My wife and I just finished Ocarina of Time for the first time last night, on an emulator.

We constantly play old games, from the King’s Quest series to Monkey Island and Myst.

We prefer them too.

Ocarina of Time: one of the best games ever.

If someone would be kind enough to post where and how various emulators can be obtained, and the general specs required…?

We may or may not, depending on legalities which are a gray area (emulator ROMS are fuzzy gray colored), have a setup like Chum’s boy; if we did we’d have epic Xevious and Galaga/Galaxian/etc days. Zelda and Castlevania and all that, too.

I don’t think emulators themselves are a problem. They are usually reverse engineered versions of defunct consoles. Computer science students often build them as part of a project and put them out for all to use. You can just google for X emulator and there are probably several. Read the reviews to find the best one for you. The only (slight) problem is usually configuring the joystick and maybe the sound. All modern computers are ridiculously more powerful than the original systems ever were so I doubt there are any spec problems.

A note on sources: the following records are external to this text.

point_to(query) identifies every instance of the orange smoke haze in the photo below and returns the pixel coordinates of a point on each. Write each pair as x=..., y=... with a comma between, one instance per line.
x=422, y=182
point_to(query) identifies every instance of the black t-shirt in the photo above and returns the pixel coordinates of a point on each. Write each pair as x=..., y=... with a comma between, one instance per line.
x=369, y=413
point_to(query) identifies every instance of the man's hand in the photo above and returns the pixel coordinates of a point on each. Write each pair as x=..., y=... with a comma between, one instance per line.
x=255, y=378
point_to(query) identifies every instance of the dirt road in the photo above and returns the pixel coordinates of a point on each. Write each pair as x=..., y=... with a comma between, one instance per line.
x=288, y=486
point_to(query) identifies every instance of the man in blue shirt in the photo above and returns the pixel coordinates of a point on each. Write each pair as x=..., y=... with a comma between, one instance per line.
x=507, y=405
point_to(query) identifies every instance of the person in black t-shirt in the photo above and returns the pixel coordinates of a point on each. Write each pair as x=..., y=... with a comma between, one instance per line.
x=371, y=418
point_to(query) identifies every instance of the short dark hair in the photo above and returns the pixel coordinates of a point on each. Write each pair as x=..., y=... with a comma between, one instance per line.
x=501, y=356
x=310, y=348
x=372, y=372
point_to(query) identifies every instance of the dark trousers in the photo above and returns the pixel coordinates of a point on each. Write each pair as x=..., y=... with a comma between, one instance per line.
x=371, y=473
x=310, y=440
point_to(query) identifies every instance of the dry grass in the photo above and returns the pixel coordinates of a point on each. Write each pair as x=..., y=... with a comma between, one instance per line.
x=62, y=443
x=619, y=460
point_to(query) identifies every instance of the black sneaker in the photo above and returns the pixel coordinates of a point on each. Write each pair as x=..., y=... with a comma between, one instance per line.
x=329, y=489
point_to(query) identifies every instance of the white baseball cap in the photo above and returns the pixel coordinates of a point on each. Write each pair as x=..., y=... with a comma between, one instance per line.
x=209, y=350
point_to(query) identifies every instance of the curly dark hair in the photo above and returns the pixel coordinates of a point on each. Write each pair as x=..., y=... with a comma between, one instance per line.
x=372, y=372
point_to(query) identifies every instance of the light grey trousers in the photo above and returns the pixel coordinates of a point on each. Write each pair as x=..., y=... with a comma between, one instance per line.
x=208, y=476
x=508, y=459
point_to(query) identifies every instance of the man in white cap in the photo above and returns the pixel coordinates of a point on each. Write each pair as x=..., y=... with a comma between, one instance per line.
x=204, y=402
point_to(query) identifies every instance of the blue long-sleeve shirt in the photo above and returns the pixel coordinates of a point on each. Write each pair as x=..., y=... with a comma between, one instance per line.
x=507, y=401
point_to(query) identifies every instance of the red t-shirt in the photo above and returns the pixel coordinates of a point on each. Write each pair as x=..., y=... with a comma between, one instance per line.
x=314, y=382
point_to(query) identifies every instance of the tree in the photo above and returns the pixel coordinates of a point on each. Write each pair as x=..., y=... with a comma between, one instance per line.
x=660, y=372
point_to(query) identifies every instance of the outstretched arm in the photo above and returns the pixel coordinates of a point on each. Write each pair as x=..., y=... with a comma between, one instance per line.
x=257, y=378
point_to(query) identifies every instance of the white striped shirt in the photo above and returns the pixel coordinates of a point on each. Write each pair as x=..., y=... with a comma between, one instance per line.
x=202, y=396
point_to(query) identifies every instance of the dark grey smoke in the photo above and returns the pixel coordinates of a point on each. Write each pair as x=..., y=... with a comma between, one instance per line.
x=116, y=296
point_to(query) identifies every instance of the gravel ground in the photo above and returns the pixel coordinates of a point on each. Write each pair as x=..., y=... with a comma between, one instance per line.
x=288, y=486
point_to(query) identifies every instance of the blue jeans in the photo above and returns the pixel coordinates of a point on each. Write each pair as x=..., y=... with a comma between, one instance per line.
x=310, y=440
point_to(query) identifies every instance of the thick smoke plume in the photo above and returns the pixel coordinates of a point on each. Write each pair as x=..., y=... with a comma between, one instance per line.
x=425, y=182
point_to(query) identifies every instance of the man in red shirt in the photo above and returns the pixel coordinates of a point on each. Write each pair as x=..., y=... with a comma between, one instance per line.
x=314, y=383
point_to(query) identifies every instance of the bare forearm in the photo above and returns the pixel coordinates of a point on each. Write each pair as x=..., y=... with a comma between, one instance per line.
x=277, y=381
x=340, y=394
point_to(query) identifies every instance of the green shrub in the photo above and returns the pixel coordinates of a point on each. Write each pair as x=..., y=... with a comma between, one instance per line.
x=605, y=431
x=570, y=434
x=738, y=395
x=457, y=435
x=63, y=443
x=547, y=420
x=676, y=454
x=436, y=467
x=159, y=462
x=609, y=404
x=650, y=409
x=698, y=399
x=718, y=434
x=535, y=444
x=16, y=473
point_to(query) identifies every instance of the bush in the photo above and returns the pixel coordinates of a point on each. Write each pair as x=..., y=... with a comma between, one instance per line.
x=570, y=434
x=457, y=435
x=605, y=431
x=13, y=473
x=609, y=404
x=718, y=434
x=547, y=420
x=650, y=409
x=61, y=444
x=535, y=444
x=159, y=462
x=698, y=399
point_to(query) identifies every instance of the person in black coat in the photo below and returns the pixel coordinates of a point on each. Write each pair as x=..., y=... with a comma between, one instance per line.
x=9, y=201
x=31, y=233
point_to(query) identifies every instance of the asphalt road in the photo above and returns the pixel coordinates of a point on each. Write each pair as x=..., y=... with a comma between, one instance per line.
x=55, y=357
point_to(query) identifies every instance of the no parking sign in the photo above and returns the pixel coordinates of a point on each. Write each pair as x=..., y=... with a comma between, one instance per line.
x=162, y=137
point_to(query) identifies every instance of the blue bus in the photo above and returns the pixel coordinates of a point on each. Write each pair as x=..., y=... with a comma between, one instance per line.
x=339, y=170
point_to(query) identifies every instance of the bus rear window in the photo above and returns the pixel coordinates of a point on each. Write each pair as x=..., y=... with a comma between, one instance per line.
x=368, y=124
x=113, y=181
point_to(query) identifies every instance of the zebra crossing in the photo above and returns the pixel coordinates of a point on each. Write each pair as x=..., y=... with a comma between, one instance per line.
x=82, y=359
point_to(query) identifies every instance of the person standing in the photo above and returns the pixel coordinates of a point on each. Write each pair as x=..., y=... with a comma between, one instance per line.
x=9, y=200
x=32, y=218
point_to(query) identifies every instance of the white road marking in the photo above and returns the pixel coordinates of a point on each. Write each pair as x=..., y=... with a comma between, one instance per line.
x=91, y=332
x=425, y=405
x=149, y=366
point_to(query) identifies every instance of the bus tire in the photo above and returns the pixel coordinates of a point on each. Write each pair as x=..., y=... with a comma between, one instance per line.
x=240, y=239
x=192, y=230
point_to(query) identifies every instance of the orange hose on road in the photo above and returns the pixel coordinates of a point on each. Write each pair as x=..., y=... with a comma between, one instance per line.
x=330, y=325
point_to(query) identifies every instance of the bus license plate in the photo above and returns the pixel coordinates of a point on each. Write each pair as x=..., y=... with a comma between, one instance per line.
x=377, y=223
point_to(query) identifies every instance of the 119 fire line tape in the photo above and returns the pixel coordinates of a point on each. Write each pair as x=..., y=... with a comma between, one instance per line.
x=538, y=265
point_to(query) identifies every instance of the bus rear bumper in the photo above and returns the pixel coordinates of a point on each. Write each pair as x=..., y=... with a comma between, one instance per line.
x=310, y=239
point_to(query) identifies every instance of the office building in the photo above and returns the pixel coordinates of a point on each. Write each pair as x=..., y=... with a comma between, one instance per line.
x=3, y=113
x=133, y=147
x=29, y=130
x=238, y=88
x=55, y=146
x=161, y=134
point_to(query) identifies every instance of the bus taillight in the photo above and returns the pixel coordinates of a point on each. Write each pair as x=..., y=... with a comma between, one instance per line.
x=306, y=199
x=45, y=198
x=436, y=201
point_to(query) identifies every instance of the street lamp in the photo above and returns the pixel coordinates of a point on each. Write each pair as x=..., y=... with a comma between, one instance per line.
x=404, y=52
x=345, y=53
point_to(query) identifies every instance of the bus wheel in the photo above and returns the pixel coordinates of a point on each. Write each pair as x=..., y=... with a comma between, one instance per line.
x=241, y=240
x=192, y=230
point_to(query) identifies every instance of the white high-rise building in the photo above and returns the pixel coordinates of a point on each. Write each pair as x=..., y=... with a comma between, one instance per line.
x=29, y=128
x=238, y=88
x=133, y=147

From there, you have to come up with your own ROMS (images of the games). This usually falls under the category of abandonware although it is theoretically possible to create your own from old cartridges. Lets just say that Google is a big help on how it acquire these. All common consoles have pages dedicated to it.

I also have no interest in modern gaming, but I hypothetically have had loads of fun with NES and SNES emulators.

I nearly became an emulator user. Doesn’t count, I know. But, a friend recently acquired such a thing to emulate Sega Genesis’ Nobunaga’s Ambition. He wished to share, but my mad-ass kompyootaur skillz are sorely lacking…

Arrimus

I am the world’s most clueless and incompetent gamer. When I started working on The Uninvited, it ran natively on my Mac SE. It took 3 generations of Macs and two cheatsheets discovered on the internet (the first one, merely consisting of clues, didn’t do the job; a decade or so later I gave up and found a total spoiler guide) and of course by then I was running it in vMac, a Mac Plus emulator.

Time to beat game (required total-spoiler cheat guide): 14 years

I did make it through Harry Potter and the Chamber of Secrets though, and in less than a year at that, so maybe I’m not totally a lost cause?

A lot of my friends play Super Smash Brothers on Project64, an N64 emulator. I much prefer Super Smash Brothers Melee myself, but since my Cube is currently at school,…

Hey, you! Stop playing games and get back to the business of powering the server here! :stuck_out_tongue:

Well, at least now I know why the frequent timeouts… :smiley:

MAME is one of the best programs ever invented. I can play arcade games from the Golden Age all day long thanks to that program.

I play Castlevania 3: Dracula’s Curse on my NES emulator at least once a week. And Golden Axe, Sonic & Knuckles, Castlevania: Bloodlines and Splatter House 3 get re-played every once in a while through the magic of [del]time travel[/del] Kega.

MAME for arcade games, and NESticle for NES games are my favorites for those platforms. I cant remember what I use for SNES. I dont emulate PS1 or N64 games b/c I’d rather buy them for cheap.

I still do, but it’s hard to sift through the crap to find the genuinely good games.

Can anyone maybe give some recommendations for snes / genesis games that aren’t mainstream (pretty sure I’ve got those), yet still awesomely good?

Civ 2, here.

And I still enjoy it.

For the life of me I couldn’t get my wife to show an interest in computer games (aside from Sims 2 and titles like Theme Hospital)

Then I downloaded an emulator package that had all the English games from the Snes/Genesis generation and before and now we play together all the time much to my joy.

Please if anyone knows some good two player games that aren’t fighting games or racing games aside from Mario Cart I’d LOVE to hear any recommendations. Thanks in advance.

What do you kids use for a controller when you play these games on your PC?

You can buy a general-use controller at any computer shop for $15 or less. These days, most computers won’t have much problems recognising it, it’s mostly plug-and-play. Otherwise, simply mapping the keys to the keyboard works just as well for me.